Get a list of YouTube videos of a person
The YouTube API is the way to go to get a list of YouTube videos of a person, but it can cost you a lot.

A few days ago I got the question: Can you download all the public YouTube videos of a person, that were uploaded between 2020 and today. The total number of videos was about two hundred. And no, I could not get access to this person's YouTube account.
In this post, I use the YouTube API to download the required metadata from the videos, one item per video. I looked in PyPI, but could not find a suitable package for this trivial problem, so I decided to write some code myself. You can find the code below.
All it does is retrieve data from the YouTube API and store it in an 'items file'. That's all. You can use this file to create, for example, a file with lines where each line contains a yt-dlp command that downloads the video. But that's up to you.
As always I am doing this on Ubuntu 22.04.
yt-dlp and yt-dlp-gui
yt-dlp is a command-line program that can be used to download files from many sources, including YouTube. We can install this and then also install yt-dlp-gui, which gives us a GUI.
This is how I downloaded a number of files. Go to YouTube, copy the links and paste them into yt-dlp-gui. But we don't want to copy-paste 200 video urls, which is the opposite of DRY (Don't Repeat Yourself)!
YouTube API
To automate the download, we need to retrieve the metadata of all the person's video files. We can retrieve these using the YouTube API. Looking at this API, the way to go appeared to be the "YouTube - Data API - Search" method, see links below.
Getting a YouTube API key
To use the YouTube API you need a YouTube API key. I am not going to bore you with this here. There are many instructions on the internet how to get this API key.
The person has no YouTube channel?
To use the YouTube API search method, we need the channelId, which is the id of the person's YouTube channel. But what if the person hasn't created a channel? Then there is still a channelId. One way to find the channelId for an account is to search the Internet:
youtube channel <name>
This will give a link containing the channelId.
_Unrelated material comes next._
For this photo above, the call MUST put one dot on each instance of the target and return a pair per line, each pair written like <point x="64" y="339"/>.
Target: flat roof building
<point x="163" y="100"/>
The YouTube API search method
I must get the meta data for some two hundred videos over a period of three years. However, the number of items returned by the YouTube API search method is limited to 50, the documentation is not very clear about this. Fortunately the YouTube API search method allows us to search between dates:
- published_after
- published_before
I decided to split the search into monthly searches and then hope that the person did not upload more than - some limit - videos a month.
The YouTube API does not return all items at once but uses paging. The response contains a parameter 'nextPageToken' if there are more items. In this case, we add this to our next request, receive the response, etc. until this parameter is NULL.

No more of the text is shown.